Pardonnez-moi. N'est-ce pas quelque chose de réel que de vous apporter en mariage une grande sobriété, l'héritage d'un grand amour de simplicité de parure, et l'acquisition d'un grand fonds de haine pour le jeu?
HARPAGON.
C'est une raillerie que de vouloir me constituer sa dot de toutes les dépenses qu'elle ne fera point. Je n'irai point donner quittance de ce que je ne reçois pas; et il faut que je touche quelque chose.
FROSINE.
Mon Dieu! vous toucherez assez; et elles m'ont parlé d'un certain pays où elles ont du bien, dont vous serez le maître.
HARPAGON.
Il faut voir cela. Mais, Frosine, il y a encore une chose qui m'inquiète. La fille est jeune, comme tu vois; les jeunes gens, d'ordinaire, n'aiment que leurs semblables, et ne cherchent que leur compagnie; j'ai peur qu'un homme de mon âge ne soit pas de son goût, et que cela ne vienne à produire chez moi certains petits désordres qui ne m'accommoderoient pas.
FROSINE.
Ah! que vous la connoissez mal! C'est encore une particularité que j'avois à vous dire. Elle a une aversion épouvantable pour les jeunes gens, et n'a de l'amour que pour les vieillards.
HARPAGON.
Elle?
FROSINE.
Oui, elle. Je voudrais que vous l'eussiez entendue parler là-dessus. Elle ne peut souffrir du tout la vue d'un jeune homme; mais elle n'est point plus ravie, dit-elle, que lorsqu'elle peut voir un beau vieillard avec une barbe majestueuse.

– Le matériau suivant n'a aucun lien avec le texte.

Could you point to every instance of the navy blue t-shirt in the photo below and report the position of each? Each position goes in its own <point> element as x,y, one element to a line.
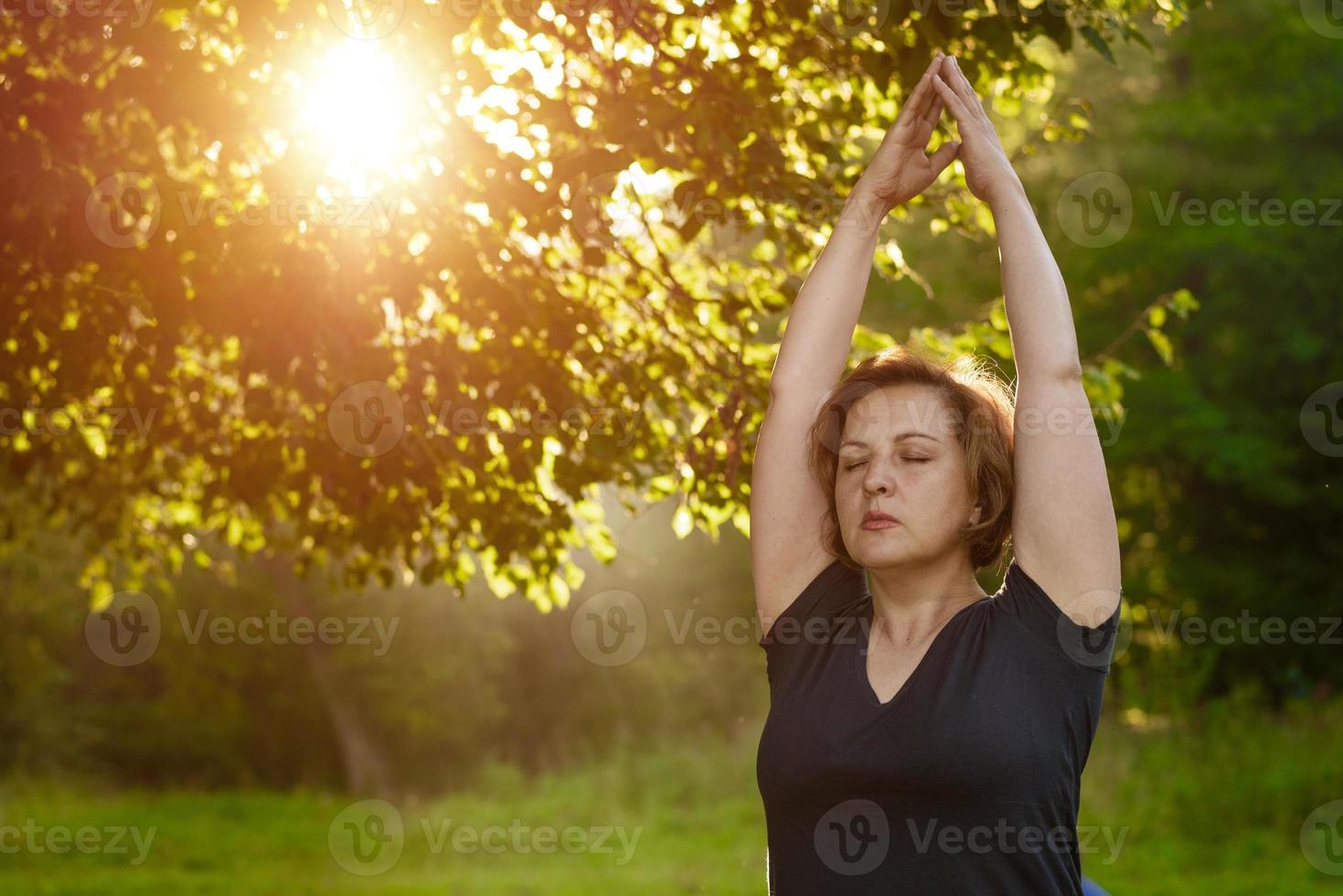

Les plus vieux sont pour elle les plus charmans; et je vous avertis de n'aller pas vous faire plus jeune que vous êtes. Elle veut tout au moins qu'on soit sexagénaire; et il n'y a pas quatre mois encore qu'étant prête d'être mariée, elle rompit tout net le mariage, sur ce que son amant fit voir qu'il n'avoit que cinquante-six ans, et qu'il ne prit point de lunettes pour signer le contrat.
HARPAGON.
Sur cela seulement?
FROSINE.
Oui. Elle dit que ce n'est pas contentement pour elle que cinquante-six ans; et surtout elle est pour les nez qui portent des lunettes.
HARPAGON.
Certes, tu me dis là une chose toute nouvelle.
FROSINE.
Cela va plus loin qu'on ne vous peut dire. On lui voit dans sa chambre quelques tableaux et quelques estampes; mais que pensez-vous que ce soit? Des Adonis, des Céphales, des Pâris et des Apollons? Non: de beaux portraits de Saturne, du roi Priam, du vieux Nestor, et du bon père Anchise sur les épaules de son fils.
HARPAGON.
Cela est admirable! Voilà ce que je n'aurois jamais pensé; et je suis bien aise d'apprendre qu'elle est de cette humeur. En effet, si j'avois été femme, je n'aurois point aimé les jeunes hommes.
FROSINE.
Je le crois bien! Voilà de belles drogues que des jeunes gens, pour les aimer! ce sont de beaux morveux, de beaux godelureaux, pour donner envie de leur peau; et je voudrois bien savoir quel ragoût il y a à eux!
HARPAGON.
Pour moi, je n'y en comprends point, et je ne sais pas comment il y a des femmes qui les aiment tant.
FROSINE.
Il faut être folle fieffée. Trouver la jeunesse aimable, est-ce avoir le sens commun? Sont-ce des hommes que des jeunes blondins, et peut-on s'attacher à ces animaux-là?
HARPAGON.
C'est ce que je dis tous les jours: avec leur ton de poule laitée, leurs trois petits brins de barbe relevés en barbe de chat, leurs perruques d'étoupes, leurs hauts-de-chausses tombans, et leurs estomacs débraillés!
FROSINE.
Eh! cela est bien bâti, auprès d'une personne comme vous! Voilà un homme, cela; il y a là de quoi satisfaire à la vue; et c'est ainsi qu'il faut être fait et vêtu, pour donner de l'amour.
HARPAGON.
Tu me trouves bien?
FROSINE.
Comment! vous êtes à ravir, et votre figure est à peindre. Tournez-vous un peu, s'il vous plaît. Il ne se peut pas mieux. Que je vous voie marcher. Voilà un corps taillé, et dégagé comme il faut, et qui ne marque aucune incommodité.
HARPAGON.
Je n'en ai pas de grandes, Dieu merci! Il n'y a que ma fluxion[53] qui me prend de temps en temps.
FROSINE.
Cela n'est rien. Votre fluxion ne vous sied point mal, et vous avez grâce à tousser.
HARPAGON.
Dis-moi un peu: Mariane ne m'a-t-elle point encore vu? N'a-t-elle point pris garde à moi en passant?
FROSINE.
Non; mais nous nous sommes fort entretenues de vous. Je lui ai fait un portrait de votre personne, et je n'ai pas manqué de lui vanter votre mérite, et l'avantage que ce lui seroit d'avoir un mari comme vous.
HARPAGON.
Tu as bien fait, et je t'en remercie.
FROSINE.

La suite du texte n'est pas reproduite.